Heads are still turning months after the 2014 Cadillac ELR’s debut at the 2013 North American International Auto Show in Detroit. However, what causes pedestrian whiplash isn’t the fact that the ELR is an electric vehicle; it’s because the ELR is a beautiful electric vehicle that is able to respond to the vehicle performance demands expected by Cadillac owners.
The ELR has two modes for the extended-range electric-vehicle powertrain: charge depletion and charge sustaining. There is also a special Mountain drive mode on the ELR that’s meant to pre-charge the battery in response to upcoming hilly terrain such as the Eisenhower tunnel on I-70 in the Colorado Rockies. Switching into this mode ensures there’s enough charge to achieve the best efficiency of the extended-range electric powertrain in these challenging environments.

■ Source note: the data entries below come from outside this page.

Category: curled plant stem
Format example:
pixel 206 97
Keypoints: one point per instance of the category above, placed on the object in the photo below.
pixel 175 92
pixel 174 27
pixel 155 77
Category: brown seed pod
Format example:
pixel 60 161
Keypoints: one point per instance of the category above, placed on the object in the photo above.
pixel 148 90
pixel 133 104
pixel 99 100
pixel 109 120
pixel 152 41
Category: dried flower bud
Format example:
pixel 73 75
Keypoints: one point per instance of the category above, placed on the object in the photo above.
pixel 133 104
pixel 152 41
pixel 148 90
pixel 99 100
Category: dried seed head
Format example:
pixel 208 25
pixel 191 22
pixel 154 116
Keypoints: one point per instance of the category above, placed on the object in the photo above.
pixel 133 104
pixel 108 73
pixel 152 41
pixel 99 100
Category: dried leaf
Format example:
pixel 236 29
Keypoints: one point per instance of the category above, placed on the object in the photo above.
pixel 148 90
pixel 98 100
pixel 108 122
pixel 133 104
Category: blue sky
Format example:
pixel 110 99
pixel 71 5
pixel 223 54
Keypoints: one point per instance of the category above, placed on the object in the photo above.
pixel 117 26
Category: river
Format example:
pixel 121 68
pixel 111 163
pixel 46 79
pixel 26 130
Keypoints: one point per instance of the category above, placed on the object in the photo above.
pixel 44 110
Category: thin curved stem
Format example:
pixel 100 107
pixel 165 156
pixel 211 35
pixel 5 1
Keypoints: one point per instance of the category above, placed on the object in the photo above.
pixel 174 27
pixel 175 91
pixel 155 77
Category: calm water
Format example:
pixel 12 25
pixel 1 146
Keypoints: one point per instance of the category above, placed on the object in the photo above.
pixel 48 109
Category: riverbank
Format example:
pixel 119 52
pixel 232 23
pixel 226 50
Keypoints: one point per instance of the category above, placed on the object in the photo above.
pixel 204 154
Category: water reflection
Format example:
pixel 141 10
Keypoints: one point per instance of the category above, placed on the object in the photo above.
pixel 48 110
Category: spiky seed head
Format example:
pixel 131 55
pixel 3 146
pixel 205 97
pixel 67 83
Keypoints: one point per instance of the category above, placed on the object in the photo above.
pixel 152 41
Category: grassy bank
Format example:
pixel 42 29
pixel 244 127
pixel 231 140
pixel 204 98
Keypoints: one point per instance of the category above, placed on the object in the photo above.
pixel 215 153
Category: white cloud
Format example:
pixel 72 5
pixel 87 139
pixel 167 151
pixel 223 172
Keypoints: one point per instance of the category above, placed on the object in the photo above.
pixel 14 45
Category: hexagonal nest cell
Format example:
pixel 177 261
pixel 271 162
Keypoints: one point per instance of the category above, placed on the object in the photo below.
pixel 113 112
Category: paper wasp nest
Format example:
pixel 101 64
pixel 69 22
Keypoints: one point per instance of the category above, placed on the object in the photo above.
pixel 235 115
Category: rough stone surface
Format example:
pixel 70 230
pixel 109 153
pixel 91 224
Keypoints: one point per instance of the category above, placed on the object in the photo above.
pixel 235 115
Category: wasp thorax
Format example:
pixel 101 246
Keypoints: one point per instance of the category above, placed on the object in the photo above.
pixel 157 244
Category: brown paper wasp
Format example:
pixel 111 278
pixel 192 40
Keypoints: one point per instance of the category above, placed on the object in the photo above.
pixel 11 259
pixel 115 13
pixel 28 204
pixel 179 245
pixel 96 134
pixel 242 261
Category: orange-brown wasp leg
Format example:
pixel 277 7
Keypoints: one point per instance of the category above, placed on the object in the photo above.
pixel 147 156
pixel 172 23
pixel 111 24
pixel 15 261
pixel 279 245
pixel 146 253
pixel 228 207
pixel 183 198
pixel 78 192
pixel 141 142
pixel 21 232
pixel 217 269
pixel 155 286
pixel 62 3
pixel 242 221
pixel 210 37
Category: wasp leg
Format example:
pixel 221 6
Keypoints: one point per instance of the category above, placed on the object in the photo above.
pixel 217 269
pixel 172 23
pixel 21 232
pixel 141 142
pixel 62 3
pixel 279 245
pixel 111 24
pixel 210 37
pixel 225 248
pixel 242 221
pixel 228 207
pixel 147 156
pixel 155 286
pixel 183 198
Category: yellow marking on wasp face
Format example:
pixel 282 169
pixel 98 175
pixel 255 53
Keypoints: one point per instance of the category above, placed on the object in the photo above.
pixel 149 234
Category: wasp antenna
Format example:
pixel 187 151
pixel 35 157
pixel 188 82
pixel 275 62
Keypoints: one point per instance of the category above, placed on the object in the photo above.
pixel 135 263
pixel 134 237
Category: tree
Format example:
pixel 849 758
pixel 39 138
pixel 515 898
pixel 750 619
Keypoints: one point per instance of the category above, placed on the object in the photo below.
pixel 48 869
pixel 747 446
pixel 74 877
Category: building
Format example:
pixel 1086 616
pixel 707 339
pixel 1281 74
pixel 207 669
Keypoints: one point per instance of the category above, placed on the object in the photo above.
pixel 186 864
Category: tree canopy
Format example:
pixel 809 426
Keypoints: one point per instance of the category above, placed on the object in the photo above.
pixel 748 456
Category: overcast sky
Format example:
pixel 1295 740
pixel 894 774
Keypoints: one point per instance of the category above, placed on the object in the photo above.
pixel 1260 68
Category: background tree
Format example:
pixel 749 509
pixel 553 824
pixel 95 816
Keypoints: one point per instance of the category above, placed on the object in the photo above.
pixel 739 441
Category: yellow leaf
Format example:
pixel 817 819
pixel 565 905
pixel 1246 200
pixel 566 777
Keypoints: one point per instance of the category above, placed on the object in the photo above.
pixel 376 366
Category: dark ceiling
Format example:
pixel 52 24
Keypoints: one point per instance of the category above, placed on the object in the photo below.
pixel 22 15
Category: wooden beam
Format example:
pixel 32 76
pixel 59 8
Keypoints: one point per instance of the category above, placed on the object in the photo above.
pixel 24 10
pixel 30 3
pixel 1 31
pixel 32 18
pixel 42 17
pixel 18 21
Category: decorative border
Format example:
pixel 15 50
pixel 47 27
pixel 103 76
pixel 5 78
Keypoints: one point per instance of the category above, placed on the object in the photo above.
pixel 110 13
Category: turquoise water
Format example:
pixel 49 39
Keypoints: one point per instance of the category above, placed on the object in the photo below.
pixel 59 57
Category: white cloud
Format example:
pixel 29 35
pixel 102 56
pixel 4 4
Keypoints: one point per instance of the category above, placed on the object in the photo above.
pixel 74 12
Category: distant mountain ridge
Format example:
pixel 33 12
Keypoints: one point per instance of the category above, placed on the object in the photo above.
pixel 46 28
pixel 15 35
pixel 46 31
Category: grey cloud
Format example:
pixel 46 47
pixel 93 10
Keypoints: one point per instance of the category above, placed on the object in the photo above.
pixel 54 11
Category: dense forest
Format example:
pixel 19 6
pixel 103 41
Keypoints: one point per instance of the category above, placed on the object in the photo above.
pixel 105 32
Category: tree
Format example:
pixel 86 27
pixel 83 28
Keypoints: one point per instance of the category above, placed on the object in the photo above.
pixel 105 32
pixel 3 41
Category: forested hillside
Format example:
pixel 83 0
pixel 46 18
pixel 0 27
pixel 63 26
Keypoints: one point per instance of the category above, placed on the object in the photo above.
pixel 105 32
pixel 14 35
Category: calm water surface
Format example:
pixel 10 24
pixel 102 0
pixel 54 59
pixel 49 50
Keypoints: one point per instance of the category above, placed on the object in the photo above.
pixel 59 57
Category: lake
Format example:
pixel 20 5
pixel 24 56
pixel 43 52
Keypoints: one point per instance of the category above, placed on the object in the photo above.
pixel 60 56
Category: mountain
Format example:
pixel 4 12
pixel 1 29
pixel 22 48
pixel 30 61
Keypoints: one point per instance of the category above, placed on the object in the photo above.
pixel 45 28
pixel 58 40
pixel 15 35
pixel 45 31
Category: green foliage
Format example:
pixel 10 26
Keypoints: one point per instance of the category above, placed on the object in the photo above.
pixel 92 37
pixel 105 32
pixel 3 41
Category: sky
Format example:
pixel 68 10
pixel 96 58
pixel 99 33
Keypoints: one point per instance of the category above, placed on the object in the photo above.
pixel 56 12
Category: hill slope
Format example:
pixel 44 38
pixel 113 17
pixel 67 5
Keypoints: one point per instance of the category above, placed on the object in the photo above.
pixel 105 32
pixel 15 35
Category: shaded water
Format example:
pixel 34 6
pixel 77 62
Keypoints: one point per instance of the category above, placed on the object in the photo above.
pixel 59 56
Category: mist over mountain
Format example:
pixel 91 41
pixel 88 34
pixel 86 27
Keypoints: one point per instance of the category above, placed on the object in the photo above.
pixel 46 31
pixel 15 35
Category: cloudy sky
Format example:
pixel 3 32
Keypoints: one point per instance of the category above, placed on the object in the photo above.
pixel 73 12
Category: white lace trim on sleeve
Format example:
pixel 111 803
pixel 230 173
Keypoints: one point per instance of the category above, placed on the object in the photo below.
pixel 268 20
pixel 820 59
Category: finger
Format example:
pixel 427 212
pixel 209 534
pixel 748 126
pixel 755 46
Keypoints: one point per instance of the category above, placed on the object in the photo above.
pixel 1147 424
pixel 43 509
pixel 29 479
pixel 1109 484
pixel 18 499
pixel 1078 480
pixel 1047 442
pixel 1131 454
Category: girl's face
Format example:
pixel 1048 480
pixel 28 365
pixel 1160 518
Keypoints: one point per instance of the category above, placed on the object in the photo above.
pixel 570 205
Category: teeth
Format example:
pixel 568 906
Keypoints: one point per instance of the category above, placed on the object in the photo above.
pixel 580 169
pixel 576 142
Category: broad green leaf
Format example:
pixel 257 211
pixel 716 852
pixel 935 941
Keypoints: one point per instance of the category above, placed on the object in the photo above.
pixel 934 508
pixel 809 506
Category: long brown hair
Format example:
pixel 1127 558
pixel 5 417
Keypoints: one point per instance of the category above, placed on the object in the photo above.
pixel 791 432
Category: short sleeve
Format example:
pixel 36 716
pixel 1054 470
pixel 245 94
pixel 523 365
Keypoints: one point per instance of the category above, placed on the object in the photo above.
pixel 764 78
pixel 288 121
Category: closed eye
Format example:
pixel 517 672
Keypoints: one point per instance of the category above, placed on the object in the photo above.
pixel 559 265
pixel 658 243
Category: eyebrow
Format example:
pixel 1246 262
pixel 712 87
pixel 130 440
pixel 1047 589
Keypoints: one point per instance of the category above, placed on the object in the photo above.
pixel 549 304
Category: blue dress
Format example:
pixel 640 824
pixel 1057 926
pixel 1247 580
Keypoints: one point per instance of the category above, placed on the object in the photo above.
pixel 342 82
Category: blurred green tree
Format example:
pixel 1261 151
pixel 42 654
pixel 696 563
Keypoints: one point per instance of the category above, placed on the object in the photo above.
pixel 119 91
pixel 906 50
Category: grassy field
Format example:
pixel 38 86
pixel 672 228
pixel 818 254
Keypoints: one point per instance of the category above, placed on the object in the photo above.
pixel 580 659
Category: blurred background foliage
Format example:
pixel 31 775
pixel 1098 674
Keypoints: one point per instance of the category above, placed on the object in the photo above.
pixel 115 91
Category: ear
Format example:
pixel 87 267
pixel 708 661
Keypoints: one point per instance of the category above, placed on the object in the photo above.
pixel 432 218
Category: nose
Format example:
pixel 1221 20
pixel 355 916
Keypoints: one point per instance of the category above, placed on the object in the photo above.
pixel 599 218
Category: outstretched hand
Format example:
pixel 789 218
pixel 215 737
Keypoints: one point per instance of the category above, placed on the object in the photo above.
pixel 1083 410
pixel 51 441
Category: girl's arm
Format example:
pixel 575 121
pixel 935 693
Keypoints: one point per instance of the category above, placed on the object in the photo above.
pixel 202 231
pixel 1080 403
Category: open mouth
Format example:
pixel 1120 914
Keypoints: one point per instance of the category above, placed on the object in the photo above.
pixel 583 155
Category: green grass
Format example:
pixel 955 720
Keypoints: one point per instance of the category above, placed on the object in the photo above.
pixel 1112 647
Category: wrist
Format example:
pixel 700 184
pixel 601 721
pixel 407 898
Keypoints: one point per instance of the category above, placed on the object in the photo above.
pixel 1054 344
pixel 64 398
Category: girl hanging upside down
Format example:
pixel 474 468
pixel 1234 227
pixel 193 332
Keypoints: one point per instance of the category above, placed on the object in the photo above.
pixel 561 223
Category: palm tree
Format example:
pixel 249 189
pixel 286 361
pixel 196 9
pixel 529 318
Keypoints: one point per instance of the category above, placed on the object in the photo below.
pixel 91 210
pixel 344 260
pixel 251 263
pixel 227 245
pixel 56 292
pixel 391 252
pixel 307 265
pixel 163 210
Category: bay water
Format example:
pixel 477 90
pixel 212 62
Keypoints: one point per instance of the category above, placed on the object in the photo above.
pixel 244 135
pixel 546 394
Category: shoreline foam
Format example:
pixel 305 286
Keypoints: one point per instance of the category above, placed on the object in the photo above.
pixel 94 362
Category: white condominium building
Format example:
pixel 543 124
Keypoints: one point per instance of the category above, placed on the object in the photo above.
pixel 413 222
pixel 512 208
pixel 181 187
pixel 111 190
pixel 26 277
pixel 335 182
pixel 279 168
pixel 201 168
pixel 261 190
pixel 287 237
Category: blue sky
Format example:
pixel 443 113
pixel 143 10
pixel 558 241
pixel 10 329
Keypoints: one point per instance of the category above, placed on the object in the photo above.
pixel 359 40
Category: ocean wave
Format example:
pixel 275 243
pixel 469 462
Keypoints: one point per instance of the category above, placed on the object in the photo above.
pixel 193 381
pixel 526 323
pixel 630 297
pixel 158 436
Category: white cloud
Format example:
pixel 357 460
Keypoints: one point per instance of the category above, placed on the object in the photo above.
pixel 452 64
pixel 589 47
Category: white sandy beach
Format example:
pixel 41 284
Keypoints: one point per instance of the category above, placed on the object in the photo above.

But the problem is, how do drivers know when to put their Cadillac ELR into Mountain mode? Our mission for ELR owners was to equip them with a tool to answer that question and because of my experience writing apps for EVs, I was tapped on the shoulder to help find that solution.
Using the connectivity of OnStar, the Cadillac ELR team was able to take advantage of the newly launched CUE Collection suite of in-vehicle applications to deliver an app that essentially detects when Mountain mode should be used. This app, Mountain Advisor, is exclusive to Cadillac ELR drivers.
The Mountain Advisor application works by comparing the vehicle’s location to nearby mountain peaks. If there are no mountains in driving range, the application closes itself. If there are mountains in driving range, the application monitors the vehicle’s charge level and the vehicle’s location to determine whether to alert the driver to switch into Mountain mode. Should the application determine the vehicle should be put into Mountain mode, it utilizes the audio and display alerts through CUE so that the driver doesn’t have to take their eyes off of the road to take advantage of this mode.
Currently, the Mountain Advisor application detects mountains in the continental United States, Canada, Alaska and Hawaii, and is available in U.S. English, U.S. Spanish, and Canadian French.
It’s always fun to play a key role in the development of something as forward thinking as the Mountain Advisor app, but to me, the best part is helping ELR customers get the most from their vehicles and continuing Cadillac’s leadership in progressive technology.
Rebecca Roth is an application developer with OnStar specializing in developing in-vehicle and native Android applications serving GM’s extended range EV owners.